The image shows a pair of "iWalkers/AdWalkers," two people who are ostensibly being paid some amount of money to walk around with digital billboards strapped to their upper bodies.
As advertising grows more and more pervasive and difficult to avoid, plastered on basically everything you might come across, it logically follows that human beings would end up as walking billboards. That does not, of course, make it any less depressing.
"This is embarrassing for everyone," wrote one commenter.
"Great, another fresh new Hell," wrote another.
"I wouldn't care what it was advertising I'd make a point to avoid any products or services advertised in this manner," another chimed in.
Another commenter linked to the website of a company, CNS Media, that advertises its "Adwalkers" services. Although it's not clear from the photo posted on Reddit that these Adwalkers are from CNS, it is clearly the same or a similar service.
Other recent examples of advertising cropping up in unwanted places include trucks with digital billboards that drive around flashing bright lights at all hours of day and night, floating billboards at beaches disrupting peoples' views of nature, a large digital billboard on the side of an historic Italian cathedral, and more.

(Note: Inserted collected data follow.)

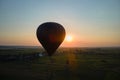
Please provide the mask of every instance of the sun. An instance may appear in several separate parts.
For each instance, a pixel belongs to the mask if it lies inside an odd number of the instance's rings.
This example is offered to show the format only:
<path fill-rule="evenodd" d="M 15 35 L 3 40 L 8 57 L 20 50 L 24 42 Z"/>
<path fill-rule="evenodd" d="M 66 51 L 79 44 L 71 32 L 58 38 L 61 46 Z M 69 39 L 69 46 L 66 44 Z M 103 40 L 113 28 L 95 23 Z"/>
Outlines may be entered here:
<path fill-rule="evenodd" d="M 73 37 L 72 37 L 71 35 L 67 35 L 66 38 L 65 38 L 65 40 L 66 40 L 67 42 L 72 42 Z"/>

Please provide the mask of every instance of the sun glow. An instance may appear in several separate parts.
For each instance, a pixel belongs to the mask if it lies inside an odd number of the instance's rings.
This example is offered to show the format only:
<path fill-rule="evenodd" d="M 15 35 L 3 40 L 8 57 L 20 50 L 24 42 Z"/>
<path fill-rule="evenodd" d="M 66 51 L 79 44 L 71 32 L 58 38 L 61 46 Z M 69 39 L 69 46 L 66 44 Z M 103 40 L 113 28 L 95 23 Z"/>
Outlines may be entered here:
<path fill-rule="evenodd" d="M 72 40 L 73 40 L 73 37 L 71 35 L 67 35 L 65 38 L 65 41 L 67 42 L 72 42 Z"/>

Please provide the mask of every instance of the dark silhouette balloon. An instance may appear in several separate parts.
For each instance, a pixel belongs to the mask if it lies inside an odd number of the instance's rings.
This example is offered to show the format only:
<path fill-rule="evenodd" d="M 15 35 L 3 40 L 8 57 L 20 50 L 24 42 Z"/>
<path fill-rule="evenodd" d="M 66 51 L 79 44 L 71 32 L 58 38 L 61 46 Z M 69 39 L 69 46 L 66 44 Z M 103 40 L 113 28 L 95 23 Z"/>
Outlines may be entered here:
<path fill-rule="evenodd" d="M 65 38 L 65 29 L 55 22 L 46 22 L 37 29 L 37 38 L 51 56 Z"/>

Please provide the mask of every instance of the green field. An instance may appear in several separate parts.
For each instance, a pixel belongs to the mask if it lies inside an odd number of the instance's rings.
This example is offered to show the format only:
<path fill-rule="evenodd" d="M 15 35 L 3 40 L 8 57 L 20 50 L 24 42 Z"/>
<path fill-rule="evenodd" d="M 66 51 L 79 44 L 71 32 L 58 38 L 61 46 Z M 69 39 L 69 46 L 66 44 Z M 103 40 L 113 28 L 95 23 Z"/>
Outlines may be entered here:
<path fill-rule="evenodd" d="M 120 48 L 59 48 L 52 57 L 19 57 L 38 53 L 46 52 L 0 49 L 0 80 L 120 80 Z"/>

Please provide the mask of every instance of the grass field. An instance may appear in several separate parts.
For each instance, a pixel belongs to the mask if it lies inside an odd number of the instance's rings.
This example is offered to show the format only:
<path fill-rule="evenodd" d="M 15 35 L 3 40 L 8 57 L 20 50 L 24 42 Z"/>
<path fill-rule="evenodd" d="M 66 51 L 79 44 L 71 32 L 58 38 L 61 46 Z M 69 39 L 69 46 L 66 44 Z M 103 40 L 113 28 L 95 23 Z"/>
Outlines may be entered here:
<path fill-rule="evenodd" d="M 2 57 L 39 53 L 45 52 L 42 48 L 0 49 Z M 120 48 L 60 48 L 52 57 L 1 59 L 0 80 L 120 80 Z"/>

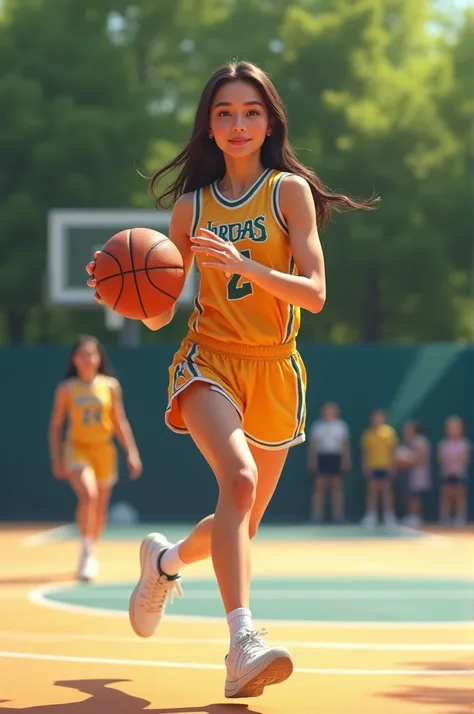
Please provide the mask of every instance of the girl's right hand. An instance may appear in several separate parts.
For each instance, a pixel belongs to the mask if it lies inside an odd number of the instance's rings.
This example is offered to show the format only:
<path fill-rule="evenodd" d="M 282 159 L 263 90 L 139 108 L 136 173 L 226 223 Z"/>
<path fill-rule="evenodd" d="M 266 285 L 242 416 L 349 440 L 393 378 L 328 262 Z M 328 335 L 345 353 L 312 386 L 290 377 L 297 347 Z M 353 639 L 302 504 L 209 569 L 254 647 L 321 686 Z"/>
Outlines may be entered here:
<path fill-rule="evenodd" d="M 98 291 L 97 291 L 97 281 L 96 281 L 96 279 L 95 279 L 95 277 L 94 277 L 95 264 L 96 264 L 96 260 L 97 260 L 97 258 L 99 257 L 99 255 L 100 255 L 100 250 L 96 250 L 96 252 L 94 253 L 94 260 L 91 260 L 91 261 L 90 261 L 89 263 L 87 263 L 87 265 L 86 265 L 86 272 L 90 275 L 90 278 L 89 278 L 89 280 L 87 281 L 87 286 L 88 286 L 89 288 L 92 288 L 93 290 L 95 290 L 94 300 L 95 300 L 97 303 L 99 303 L 100 305 L 103 305 L 104 302 L 103 302 L 103 300 L 101 300 L 100 295 L 99 295 L 99 293 L 98 293 Z"/>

Others have noted locations, such as one Australian transportation terminal, covered with fully unavoidable floor-to-ceiling advertisements.
There is evidence that this constant bombardment of ads is more than just annoying — it is an active detriment to peoples' mental health.
"When you look at changes in national happiness each year and changes in ad spending that year or a few years earlier — and you hold other factors like GDP and unemployment constant — there is a link. This suggests that when advertisers pour money into a country, the result is diminished well-being for the people living there," said Andrew Oswald, Professor of Economics and Behavioural Science at the University of Warwick, who authored one such study.
Further, while any one ad is not itself a problem, an extreme pervasiveness of ads encourages consumption and materialism, and resources are spent in all cases that can contribute to the production of carbon that ends up stuck in our atmosphere, helping to hold in heat.
According to one Forbes article, digital marketing experts estimate that the average American is exposed to 4,000 to 10,000 ads every single day, or over two ads per minute.